When I moved to Oakland, California this last year, I finally found that community with Latino Outdoors. According to their mission, the organization works to “bring cultura into the outdoor narrative,” “connect familias and youth with nature,” and “empower communities to explore and share their stories in defining the Latino Outdoors identity.” In October, I attended a Latino Outdoors leadership campout in Redwood Regional Park. Most things were typical: We hiked, we made a fire, people wore REI jackets and buffs. But for the first time on a camping trip, I spoke Spanish and English. We cooked carne asada for dinner. Around the campfire, we discussed the politics of identifying as a “chola”. For the first time, my Latino community and my outdoorsy community were not separate things. For the first time, the outdoors felt just like home.
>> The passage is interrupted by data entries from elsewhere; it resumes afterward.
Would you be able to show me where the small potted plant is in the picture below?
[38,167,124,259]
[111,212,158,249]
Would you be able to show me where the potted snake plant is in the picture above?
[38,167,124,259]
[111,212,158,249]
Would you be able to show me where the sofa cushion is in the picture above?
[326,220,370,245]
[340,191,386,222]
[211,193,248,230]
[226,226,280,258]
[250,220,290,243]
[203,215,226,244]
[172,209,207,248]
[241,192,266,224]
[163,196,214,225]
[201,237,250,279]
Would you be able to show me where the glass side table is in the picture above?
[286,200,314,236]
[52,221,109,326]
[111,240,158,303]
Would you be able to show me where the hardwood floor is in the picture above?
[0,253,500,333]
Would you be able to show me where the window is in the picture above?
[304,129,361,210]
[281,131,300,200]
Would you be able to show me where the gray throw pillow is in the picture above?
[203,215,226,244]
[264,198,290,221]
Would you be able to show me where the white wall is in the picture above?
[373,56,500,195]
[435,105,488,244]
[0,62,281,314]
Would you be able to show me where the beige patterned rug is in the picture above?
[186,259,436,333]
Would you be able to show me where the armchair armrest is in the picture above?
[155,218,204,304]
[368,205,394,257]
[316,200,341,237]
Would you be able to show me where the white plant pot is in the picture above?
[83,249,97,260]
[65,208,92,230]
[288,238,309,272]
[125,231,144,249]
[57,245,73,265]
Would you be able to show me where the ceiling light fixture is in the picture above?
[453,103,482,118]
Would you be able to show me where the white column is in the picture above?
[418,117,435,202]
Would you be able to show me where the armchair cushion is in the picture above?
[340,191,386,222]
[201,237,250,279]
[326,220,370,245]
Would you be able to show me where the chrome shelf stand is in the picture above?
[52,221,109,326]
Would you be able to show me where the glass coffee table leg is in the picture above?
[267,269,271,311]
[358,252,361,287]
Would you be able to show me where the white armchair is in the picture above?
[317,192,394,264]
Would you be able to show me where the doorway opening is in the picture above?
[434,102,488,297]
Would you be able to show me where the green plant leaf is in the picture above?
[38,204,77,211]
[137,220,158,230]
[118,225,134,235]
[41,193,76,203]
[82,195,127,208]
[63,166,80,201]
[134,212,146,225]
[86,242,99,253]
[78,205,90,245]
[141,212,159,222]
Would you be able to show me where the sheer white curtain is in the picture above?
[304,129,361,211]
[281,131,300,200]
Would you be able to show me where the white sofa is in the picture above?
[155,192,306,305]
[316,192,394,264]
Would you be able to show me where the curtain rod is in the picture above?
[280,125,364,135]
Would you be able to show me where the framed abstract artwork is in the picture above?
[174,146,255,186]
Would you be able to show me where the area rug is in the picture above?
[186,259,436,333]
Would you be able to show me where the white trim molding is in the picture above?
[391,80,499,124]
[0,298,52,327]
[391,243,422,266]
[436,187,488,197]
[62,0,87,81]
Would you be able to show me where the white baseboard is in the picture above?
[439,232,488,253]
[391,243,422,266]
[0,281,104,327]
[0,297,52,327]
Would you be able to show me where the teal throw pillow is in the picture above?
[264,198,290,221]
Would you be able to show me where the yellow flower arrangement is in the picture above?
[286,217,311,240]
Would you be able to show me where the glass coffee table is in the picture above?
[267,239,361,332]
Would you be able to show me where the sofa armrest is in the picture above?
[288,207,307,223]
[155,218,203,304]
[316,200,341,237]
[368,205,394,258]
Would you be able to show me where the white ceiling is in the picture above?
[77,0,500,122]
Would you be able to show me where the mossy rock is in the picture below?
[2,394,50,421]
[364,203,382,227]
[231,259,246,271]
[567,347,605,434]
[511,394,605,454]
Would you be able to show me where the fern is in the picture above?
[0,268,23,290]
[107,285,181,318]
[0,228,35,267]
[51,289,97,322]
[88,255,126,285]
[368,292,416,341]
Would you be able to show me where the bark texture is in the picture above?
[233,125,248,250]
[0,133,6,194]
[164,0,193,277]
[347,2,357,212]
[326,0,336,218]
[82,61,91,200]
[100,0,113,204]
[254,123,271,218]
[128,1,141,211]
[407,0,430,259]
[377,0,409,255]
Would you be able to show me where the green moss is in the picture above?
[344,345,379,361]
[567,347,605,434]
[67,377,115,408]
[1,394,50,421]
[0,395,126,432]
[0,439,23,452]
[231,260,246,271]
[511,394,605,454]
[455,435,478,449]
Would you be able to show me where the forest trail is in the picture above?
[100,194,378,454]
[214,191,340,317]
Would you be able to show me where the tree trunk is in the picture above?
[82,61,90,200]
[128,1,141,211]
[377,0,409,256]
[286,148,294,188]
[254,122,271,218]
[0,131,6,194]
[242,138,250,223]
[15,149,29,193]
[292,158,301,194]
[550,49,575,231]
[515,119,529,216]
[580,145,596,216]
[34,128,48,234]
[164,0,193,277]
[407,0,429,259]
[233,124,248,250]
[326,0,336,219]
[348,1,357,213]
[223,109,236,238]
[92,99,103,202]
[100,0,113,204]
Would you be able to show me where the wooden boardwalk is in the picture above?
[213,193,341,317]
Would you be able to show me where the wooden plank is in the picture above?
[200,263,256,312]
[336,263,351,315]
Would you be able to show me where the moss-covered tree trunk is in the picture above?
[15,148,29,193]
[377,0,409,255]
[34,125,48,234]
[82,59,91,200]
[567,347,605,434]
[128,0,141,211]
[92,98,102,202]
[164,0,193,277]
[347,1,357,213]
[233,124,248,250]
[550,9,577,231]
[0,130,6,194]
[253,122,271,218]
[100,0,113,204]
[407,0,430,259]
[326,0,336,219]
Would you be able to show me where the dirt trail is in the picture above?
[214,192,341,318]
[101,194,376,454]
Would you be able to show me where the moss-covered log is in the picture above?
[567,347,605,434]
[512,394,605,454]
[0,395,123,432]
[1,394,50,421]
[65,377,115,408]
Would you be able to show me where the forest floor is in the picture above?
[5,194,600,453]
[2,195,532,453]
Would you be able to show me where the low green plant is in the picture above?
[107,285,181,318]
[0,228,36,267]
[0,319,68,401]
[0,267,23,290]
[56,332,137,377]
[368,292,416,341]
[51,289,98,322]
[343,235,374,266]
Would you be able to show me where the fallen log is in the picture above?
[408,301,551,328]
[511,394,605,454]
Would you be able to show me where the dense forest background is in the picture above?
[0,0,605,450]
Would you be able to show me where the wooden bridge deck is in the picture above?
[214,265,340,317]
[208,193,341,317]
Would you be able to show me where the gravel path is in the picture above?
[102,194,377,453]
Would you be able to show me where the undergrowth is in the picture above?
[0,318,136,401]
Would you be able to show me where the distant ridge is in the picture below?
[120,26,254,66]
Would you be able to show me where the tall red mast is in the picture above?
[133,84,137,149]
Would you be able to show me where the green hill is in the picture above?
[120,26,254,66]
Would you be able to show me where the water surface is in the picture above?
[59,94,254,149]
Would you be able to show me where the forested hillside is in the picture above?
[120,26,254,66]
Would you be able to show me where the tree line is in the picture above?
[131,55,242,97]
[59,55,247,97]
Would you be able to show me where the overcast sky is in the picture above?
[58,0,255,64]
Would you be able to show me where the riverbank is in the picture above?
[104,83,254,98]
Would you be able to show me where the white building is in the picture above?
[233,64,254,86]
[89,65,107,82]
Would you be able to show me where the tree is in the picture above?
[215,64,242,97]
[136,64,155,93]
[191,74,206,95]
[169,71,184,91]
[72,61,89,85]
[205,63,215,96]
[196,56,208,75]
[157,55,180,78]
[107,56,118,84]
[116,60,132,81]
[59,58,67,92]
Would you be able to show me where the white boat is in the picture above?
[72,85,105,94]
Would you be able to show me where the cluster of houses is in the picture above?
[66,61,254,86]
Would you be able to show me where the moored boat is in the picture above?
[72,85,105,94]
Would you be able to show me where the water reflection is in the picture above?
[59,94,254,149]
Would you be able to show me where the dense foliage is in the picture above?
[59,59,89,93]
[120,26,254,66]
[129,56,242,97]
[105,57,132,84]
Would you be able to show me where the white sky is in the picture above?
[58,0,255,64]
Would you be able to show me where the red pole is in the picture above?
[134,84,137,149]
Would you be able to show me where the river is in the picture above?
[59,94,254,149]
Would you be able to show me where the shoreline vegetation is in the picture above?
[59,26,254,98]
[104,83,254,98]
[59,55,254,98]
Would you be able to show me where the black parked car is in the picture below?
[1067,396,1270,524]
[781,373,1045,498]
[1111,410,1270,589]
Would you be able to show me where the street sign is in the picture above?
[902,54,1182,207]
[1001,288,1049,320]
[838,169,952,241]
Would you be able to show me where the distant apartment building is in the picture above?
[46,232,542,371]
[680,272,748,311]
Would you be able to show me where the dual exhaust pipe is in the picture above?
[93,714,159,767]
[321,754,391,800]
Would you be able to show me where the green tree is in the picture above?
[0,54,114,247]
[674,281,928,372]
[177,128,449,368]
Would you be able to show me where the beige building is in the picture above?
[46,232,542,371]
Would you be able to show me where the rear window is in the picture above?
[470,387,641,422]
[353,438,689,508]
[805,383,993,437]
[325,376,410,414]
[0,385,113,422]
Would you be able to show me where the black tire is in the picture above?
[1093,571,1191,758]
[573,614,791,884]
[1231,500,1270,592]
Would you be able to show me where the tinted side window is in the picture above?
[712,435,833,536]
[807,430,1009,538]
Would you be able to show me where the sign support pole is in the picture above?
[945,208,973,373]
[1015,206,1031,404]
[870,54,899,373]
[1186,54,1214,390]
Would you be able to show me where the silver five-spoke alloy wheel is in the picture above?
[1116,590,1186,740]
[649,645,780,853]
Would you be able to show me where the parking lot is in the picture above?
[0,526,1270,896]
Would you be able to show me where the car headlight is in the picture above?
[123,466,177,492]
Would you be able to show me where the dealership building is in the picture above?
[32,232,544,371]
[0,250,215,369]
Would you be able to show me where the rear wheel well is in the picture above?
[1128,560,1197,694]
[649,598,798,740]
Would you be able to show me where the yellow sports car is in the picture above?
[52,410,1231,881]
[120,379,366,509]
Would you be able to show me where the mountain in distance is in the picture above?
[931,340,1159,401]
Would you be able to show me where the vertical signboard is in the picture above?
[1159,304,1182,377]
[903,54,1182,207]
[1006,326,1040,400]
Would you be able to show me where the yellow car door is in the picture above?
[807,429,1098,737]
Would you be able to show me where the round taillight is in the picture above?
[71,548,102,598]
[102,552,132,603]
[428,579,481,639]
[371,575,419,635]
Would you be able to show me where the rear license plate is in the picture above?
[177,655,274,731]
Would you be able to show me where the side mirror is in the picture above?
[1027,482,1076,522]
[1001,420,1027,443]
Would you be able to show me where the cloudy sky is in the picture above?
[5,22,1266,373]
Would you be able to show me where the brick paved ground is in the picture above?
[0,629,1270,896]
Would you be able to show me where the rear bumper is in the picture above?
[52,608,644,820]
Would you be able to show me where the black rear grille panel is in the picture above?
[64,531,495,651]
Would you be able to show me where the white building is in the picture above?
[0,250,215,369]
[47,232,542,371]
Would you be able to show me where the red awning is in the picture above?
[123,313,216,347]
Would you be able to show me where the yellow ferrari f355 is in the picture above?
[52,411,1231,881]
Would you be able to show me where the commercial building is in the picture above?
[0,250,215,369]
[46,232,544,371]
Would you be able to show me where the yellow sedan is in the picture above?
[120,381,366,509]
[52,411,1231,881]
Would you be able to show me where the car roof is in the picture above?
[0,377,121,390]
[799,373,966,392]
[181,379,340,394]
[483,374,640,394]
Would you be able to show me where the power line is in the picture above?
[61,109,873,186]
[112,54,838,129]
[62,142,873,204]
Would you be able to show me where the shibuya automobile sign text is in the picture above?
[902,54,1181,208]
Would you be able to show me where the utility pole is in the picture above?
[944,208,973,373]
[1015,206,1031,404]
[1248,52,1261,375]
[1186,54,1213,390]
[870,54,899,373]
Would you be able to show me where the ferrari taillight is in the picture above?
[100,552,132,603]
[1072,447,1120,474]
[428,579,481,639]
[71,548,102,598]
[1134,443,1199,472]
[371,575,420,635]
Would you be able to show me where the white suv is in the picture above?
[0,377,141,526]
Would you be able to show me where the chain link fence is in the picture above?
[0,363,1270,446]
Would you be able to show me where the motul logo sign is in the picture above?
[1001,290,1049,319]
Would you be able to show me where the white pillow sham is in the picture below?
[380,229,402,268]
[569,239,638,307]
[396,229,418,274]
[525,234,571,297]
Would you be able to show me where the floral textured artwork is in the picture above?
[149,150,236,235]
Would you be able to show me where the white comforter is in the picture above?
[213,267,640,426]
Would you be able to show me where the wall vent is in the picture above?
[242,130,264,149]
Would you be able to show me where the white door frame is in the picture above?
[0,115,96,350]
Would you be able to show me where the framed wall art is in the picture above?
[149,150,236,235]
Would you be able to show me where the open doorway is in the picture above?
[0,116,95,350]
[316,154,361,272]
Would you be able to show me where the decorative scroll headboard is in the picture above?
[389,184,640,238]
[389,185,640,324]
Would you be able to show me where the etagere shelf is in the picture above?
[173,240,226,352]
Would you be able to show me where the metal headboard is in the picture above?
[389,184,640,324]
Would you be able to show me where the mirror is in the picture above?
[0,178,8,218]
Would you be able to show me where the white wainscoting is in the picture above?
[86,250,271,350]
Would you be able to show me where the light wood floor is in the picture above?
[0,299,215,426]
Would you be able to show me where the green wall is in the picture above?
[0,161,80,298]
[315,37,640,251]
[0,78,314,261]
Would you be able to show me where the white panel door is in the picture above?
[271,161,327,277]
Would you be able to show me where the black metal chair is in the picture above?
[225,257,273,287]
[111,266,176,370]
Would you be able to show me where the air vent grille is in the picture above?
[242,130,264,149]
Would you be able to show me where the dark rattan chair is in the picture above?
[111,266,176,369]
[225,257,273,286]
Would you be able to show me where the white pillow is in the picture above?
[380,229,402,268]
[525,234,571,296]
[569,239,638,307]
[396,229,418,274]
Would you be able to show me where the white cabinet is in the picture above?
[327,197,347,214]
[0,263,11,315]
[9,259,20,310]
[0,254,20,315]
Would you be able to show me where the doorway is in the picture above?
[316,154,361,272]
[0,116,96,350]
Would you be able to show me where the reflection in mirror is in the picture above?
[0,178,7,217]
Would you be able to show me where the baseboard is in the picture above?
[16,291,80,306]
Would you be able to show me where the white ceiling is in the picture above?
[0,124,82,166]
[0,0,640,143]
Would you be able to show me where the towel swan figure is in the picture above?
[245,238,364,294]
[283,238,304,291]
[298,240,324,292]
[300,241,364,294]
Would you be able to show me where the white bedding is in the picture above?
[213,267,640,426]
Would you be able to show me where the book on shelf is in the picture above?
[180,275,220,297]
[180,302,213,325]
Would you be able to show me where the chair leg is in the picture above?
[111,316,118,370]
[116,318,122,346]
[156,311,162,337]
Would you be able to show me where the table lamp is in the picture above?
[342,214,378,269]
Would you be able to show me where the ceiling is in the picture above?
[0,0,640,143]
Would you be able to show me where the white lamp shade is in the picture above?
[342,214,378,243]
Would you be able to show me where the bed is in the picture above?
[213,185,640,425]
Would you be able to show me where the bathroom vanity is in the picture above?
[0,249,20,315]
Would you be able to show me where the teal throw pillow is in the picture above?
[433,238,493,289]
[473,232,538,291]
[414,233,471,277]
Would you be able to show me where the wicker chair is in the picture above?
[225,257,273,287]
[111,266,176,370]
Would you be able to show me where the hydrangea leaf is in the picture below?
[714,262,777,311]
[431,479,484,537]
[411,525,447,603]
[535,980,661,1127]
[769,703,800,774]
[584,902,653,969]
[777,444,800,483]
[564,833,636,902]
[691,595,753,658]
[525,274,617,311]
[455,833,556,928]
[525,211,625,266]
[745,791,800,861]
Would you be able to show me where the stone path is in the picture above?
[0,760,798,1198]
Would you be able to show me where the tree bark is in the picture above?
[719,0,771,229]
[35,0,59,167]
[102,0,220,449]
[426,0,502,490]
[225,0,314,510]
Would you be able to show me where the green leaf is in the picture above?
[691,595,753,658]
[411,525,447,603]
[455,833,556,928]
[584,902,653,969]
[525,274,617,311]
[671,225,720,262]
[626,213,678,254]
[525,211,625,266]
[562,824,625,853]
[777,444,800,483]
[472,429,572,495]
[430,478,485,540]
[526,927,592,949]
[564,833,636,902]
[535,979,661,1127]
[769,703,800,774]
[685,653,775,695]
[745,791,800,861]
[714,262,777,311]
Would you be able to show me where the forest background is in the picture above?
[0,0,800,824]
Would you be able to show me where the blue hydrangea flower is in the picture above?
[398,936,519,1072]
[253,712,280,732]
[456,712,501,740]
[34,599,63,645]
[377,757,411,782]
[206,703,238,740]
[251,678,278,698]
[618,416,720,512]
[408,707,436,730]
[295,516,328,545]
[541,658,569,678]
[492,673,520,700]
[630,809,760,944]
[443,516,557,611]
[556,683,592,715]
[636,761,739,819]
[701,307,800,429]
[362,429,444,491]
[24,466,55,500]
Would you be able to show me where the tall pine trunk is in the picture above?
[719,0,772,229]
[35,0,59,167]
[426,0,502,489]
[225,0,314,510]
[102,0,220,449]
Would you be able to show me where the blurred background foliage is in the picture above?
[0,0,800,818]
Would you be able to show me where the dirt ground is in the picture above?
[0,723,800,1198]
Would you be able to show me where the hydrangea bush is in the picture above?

Through this community, I have realized my preconceived notions about the outdoors were unfairly limiting. In reality, indigenous people throughout the world spend far more time engaging with and learning from the outdoors than others. As Stacy Sarvar, a Filipina hiker I met through Hikers of Color Facebook group, reminded me, “There’s a reason why you bring a Sherpa as a guide when you’re hiking in Nepal. They’re much better at it than we are.” As a Latina living in the U.S, I also often forget that much of the natural areas in our country was previously a part of Mexico, and originally indigenous land. As Gabe Vasquez, the New Mexico coordinator for Latino Outdoors and founder of the outdoor recreation group Nuestra Tierra reminded me, “When Latinos look up at the sky and the mountains, it’s not just deserts and mountains. It’s years of your history and your culture that you’re looking at.”
In my own family, things are changing. These days, whenever I visit Carlos in Los Angeles, the first thing we do is hike at Griffith Park or Runyon Canyon. When my family visited me this last Thanksgiving in Oakland, we hiked to the top of Angel Island, and I showed them Redwood Regional Park. I am beginning to share more of these moments with them in nature, instead of searching outside my community to find them. I hope more people from my community can experience those moments too. Turns out, when given the chance, we like this. It feels great to finally admit it.